There are some constraint solvers on GPU for example Turbo which is built on CUDA.
The approach I went with was that each thread explodes a different starting placement/shape/rotation and then uses a stack to try all the solutions it found. With a 60x60 grid, 5 shapes, and 8 possible rotations (including mirroring), the number of starting points can reach 27k easily. Once the thread finds a solution, it bails with success.
We just need one thread to report success, we don’t care what the actual layout is.
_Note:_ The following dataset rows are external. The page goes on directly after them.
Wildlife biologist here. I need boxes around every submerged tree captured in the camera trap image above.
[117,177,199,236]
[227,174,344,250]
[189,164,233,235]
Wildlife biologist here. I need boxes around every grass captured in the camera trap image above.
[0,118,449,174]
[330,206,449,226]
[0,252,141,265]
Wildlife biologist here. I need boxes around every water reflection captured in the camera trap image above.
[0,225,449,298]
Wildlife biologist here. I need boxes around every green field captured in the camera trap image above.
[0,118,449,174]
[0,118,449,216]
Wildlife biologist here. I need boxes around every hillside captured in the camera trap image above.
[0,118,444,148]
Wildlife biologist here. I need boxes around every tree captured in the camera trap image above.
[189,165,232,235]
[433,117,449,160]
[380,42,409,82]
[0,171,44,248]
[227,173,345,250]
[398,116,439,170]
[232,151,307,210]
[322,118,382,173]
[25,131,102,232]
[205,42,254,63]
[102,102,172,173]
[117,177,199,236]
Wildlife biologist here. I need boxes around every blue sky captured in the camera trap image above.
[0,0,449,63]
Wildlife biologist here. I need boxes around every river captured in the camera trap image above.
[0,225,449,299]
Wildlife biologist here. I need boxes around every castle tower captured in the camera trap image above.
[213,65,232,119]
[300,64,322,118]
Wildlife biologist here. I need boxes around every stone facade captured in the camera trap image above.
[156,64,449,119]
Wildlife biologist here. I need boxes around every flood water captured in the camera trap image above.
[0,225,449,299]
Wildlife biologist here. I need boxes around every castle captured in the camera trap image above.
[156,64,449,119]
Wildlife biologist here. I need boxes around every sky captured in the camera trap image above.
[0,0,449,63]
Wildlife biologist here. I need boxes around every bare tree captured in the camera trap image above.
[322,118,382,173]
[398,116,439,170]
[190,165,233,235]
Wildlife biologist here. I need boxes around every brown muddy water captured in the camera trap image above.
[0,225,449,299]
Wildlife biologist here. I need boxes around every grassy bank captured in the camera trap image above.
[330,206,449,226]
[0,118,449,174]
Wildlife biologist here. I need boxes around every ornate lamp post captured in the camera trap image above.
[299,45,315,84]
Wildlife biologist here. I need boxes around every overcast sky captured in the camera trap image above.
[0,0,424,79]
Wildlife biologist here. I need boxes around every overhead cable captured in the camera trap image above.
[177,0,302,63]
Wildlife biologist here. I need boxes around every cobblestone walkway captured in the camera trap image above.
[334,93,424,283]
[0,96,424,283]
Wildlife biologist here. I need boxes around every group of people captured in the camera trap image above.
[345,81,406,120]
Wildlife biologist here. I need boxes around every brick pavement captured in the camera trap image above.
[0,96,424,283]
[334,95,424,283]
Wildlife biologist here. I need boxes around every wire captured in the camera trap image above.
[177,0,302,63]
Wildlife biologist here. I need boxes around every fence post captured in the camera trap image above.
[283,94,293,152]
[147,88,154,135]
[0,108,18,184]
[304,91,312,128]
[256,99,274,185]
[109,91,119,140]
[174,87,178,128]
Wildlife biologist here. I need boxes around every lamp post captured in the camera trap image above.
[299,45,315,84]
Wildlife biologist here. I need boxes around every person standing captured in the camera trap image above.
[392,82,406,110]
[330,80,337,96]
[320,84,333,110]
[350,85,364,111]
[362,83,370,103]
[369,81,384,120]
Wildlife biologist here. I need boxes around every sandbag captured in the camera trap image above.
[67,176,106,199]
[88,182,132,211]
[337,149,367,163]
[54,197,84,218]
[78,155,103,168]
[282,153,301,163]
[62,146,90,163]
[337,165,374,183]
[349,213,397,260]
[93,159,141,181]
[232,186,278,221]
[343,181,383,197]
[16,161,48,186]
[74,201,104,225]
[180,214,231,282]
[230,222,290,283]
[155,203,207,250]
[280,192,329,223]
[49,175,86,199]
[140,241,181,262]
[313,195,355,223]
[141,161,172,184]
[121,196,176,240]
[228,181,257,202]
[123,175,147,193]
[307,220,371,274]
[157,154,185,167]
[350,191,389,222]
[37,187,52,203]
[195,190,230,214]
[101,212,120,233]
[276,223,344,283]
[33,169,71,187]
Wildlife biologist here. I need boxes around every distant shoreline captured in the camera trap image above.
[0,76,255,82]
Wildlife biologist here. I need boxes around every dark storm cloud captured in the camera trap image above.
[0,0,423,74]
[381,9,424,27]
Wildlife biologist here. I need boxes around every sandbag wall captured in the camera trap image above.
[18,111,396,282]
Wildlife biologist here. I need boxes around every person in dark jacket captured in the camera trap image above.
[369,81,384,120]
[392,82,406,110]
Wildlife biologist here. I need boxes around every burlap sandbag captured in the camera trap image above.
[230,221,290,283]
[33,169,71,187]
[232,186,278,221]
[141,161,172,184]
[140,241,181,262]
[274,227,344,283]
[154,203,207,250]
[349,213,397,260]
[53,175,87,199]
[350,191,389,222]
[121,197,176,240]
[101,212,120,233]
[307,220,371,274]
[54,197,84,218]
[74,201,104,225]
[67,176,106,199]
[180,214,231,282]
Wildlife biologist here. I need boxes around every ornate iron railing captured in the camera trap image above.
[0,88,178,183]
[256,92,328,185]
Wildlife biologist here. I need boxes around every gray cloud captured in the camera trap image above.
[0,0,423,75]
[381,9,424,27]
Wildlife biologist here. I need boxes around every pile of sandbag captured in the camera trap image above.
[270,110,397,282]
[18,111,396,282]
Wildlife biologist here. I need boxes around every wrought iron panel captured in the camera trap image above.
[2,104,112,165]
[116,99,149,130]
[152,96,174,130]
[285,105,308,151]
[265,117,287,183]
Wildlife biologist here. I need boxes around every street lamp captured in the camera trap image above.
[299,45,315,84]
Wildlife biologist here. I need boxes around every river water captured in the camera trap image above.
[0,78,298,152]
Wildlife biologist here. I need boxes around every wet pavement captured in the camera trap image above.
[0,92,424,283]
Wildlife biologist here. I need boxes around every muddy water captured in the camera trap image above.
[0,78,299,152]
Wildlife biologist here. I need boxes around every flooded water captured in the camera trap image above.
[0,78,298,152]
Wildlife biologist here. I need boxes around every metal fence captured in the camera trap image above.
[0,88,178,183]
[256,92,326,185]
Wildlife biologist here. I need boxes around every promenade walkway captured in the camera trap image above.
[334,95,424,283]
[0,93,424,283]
Since the GPU doesn’t do dynamic memory, there is a limit to the grid pre-built into the shader.
Debugging
The experience of debugging compute shaders is lackluster to say the least. It’s also interesting that when you have a bug in has real consequences on your computer as the display glitches. Since the shader is compiled at runtime, you don’t get warnings until you run (though having xcode compile it might have fixed that). There are no printfs so I would often have a status buffer (one element per thread) for threads to write some sort of status into. This made it easier to at least tell what the threads were doing.
Conclusion
Working through Advent of Code on the GPU was unique. It’s a completely different way of thinking about problems. On the CPU, you can rely on recursion, flexible data structures, and sequential logic. On the GPU, you’re forced to think in terms of massive parallelism, explicit memory management, and what happens when thousands of threads are doing exactly the same thing at the same time. You quickly learn which problems are GPU-friendly and which ones are best left on the CPU. Debugging was tedious, sometimes chaotic, and yes, occasionally my screen glitched. Having to reason about atomics and data access was actually much easier than I expected. If nothing else, it’s a fantastic exercise in mental flexibility.
In the end, I learned a lot about parallelism. And honestly, that’s more rewarding than any single Advent of Code answer.
I’m already thinking about what else I can do on the GPU in a compute shader. I’ve been thinking about making an SDF solver for ages (use a shader to calculate an SDF that best fits a mesh). Let’s see if I keep the compute shader train going in 2026.